Más dejavús. Cuando Pappo grabó su versión de uno de los más lindos temas de Manal: Una casa con diez pinos. Si Clapton is God, ya lo escribí en otro texto: Pappo es Dios. Ya estaba viviendo en Bolivia –¡ya son 30 años!- y me traje Blues Local, un discazo solista de Pappo, para escucharlo aquí, entre cerros y cactus. Debe estar colgado en you tube –todo está en you tube: escuchalo. Una casa con diez pinos habla de la vida en tanto vida y cómo vivirla. Es un himno conmovedor de toda una generación musical y existencial. La misma de Spinetta: poesía pura y buenas fenders para cumplir esa profecía que dicta que Rimbaud renació –en el Río de La Plata- con la guitarra eléctrica.
El último dejavú, ya lo es: el detonante de este texto. Vuelvo a Buenos Aires, la ciudad donde nací, y veo colgada esta foto, Manal versión SXXI, Manal versión 2016, y me alegra al alma. Claudio, Javier y el Negro Medina están vivos, ¡y vayan que lo están! ¡Siguen tocando juntos!
Gabis, con su misma cara de siempre: niño bonito del mejor sonido del mundo.
El negro Medina es Gardel: no envejece nunca y ahora se parece a Lautaro o a Cafulcurá o a cualquier indio rebelde, que la historia olvida, pero nosotros, no. Jamás.

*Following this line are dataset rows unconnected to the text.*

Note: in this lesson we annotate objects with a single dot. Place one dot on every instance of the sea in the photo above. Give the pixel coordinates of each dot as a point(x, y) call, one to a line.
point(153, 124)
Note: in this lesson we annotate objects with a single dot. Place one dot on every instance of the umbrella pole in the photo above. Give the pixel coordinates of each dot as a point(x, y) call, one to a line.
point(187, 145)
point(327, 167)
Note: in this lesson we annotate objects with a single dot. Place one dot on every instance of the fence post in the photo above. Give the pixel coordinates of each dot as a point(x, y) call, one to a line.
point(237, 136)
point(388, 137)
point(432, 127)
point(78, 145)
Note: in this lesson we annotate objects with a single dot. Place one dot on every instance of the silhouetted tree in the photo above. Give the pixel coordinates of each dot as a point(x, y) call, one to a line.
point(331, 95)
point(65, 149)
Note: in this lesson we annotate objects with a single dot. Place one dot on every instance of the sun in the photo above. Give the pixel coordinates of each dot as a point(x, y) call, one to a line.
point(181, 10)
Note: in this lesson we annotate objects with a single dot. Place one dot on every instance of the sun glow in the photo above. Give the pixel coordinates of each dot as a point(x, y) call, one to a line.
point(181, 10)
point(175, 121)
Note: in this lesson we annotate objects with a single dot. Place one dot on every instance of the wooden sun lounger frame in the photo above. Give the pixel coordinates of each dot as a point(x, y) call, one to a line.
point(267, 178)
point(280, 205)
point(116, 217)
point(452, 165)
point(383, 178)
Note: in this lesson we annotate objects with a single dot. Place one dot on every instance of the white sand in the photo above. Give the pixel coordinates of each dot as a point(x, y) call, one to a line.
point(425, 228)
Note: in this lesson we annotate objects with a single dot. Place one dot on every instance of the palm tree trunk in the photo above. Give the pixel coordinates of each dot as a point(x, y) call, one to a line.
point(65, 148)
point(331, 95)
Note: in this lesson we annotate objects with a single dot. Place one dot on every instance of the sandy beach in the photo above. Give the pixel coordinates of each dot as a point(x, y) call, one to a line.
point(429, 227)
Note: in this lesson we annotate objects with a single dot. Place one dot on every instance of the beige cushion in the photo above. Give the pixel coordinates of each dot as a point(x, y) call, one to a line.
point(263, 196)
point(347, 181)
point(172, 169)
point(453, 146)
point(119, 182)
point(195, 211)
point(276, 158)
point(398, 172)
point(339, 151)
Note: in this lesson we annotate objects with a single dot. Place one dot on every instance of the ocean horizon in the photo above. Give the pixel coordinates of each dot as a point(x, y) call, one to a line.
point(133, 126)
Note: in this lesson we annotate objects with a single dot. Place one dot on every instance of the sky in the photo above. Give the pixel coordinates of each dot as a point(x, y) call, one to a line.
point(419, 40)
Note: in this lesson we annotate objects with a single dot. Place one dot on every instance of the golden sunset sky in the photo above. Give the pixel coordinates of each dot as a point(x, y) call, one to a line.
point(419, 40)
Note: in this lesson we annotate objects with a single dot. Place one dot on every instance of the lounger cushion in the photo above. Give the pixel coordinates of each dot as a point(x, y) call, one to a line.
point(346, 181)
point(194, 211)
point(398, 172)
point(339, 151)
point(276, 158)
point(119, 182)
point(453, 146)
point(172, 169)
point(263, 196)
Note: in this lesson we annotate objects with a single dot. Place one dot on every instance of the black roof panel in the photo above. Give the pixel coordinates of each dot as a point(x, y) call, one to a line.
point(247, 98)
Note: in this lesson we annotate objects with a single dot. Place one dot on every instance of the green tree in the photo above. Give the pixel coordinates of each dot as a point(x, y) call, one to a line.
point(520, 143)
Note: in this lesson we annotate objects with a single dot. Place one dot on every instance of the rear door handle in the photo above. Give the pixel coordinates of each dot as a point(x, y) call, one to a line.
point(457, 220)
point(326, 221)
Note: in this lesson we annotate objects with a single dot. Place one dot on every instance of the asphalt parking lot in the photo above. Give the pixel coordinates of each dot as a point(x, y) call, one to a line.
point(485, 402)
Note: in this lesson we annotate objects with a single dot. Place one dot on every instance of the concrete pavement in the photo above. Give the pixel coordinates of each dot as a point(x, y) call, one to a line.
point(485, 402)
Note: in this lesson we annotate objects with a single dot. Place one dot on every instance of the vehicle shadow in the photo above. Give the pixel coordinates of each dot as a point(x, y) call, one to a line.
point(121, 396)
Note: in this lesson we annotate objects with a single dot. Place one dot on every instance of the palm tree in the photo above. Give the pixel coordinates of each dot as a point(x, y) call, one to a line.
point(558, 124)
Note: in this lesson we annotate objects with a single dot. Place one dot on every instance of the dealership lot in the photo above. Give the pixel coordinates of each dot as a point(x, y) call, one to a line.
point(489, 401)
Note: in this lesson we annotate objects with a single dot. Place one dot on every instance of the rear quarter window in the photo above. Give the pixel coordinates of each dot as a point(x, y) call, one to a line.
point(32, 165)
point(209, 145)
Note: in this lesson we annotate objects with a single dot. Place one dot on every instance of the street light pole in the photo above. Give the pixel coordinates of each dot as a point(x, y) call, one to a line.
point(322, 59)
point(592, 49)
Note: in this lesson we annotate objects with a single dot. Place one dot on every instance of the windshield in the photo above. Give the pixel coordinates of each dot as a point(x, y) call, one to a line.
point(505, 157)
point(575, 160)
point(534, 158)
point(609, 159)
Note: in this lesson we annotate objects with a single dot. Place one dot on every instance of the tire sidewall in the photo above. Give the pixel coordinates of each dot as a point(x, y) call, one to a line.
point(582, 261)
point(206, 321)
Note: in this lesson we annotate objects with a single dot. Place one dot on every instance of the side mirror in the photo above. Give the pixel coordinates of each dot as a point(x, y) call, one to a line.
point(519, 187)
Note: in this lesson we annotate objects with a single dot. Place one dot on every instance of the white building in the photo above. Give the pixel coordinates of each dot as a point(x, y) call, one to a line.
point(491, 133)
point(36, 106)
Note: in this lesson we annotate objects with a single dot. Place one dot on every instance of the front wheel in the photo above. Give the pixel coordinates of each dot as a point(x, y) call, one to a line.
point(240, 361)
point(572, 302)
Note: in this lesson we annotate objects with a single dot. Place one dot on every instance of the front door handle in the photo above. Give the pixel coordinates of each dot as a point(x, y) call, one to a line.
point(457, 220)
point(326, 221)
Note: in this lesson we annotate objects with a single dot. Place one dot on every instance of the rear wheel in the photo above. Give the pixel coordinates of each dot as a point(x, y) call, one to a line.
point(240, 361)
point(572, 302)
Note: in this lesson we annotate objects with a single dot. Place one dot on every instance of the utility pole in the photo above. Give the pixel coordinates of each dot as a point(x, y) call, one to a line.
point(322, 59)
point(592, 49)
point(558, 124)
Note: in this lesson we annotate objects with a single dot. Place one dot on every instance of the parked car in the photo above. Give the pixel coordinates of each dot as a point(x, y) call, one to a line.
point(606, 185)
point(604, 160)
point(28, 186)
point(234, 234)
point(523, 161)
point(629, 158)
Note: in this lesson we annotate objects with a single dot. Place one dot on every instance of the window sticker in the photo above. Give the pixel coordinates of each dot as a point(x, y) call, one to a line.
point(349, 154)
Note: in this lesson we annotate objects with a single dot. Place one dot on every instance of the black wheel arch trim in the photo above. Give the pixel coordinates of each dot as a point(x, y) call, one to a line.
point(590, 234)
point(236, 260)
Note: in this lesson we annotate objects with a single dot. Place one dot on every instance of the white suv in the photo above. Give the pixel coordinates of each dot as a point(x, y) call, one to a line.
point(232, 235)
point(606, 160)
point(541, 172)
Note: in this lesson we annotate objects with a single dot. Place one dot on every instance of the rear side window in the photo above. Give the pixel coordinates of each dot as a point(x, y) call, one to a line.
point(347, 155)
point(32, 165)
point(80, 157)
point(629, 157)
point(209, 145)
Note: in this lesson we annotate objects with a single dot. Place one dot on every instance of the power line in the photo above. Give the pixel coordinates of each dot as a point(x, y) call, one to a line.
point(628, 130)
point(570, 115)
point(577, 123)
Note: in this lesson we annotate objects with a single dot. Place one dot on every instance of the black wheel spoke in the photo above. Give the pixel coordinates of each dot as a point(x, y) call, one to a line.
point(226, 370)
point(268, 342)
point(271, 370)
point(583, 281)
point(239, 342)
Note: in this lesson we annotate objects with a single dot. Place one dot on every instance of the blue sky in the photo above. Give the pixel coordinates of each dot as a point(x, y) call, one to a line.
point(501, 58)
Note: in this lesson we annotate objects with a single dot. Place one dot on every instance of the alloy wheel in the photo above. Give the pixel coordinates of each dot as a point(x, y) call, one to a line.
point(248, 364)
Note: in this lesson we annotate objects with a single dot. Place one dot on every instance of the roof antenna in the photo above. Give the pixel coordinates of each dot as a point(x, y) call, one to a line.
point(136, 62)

Javier ha cambiado, radicalmente: está grueso, pelado, pero yo sé, que en el fondo de su corazón, sigue siendo el mismo Javier Martínez, ese que compuso Jugo de tomate, himno generacional, del aguante y la resistencia cultural.
Es pura devoción lo que escribo. Amo a estos tipos como se ama al viento. Ellos me brindaron algo intangible pero que no puede compararse con nada: me dieron ganas de vivir en medio del desasosiego, me dieron ganas de existir en medio del vacío más profundo, la negación más perversa de todas. Si no hubiéramos crecido cantando con Marcos los blues que cantábamos en medio de la dictadura, ¿qué seríamos ahora?
El viento, la música, son invisibles. Pero tienen mucha alegría, demasiada potencia: son toda la fuerza que necesitábamos para ser nosotros mismos. Gracias Manal. Gracias, compañeros: ustedes pusieron la música. Nosotros, escuchándolos, pusimos también la vida.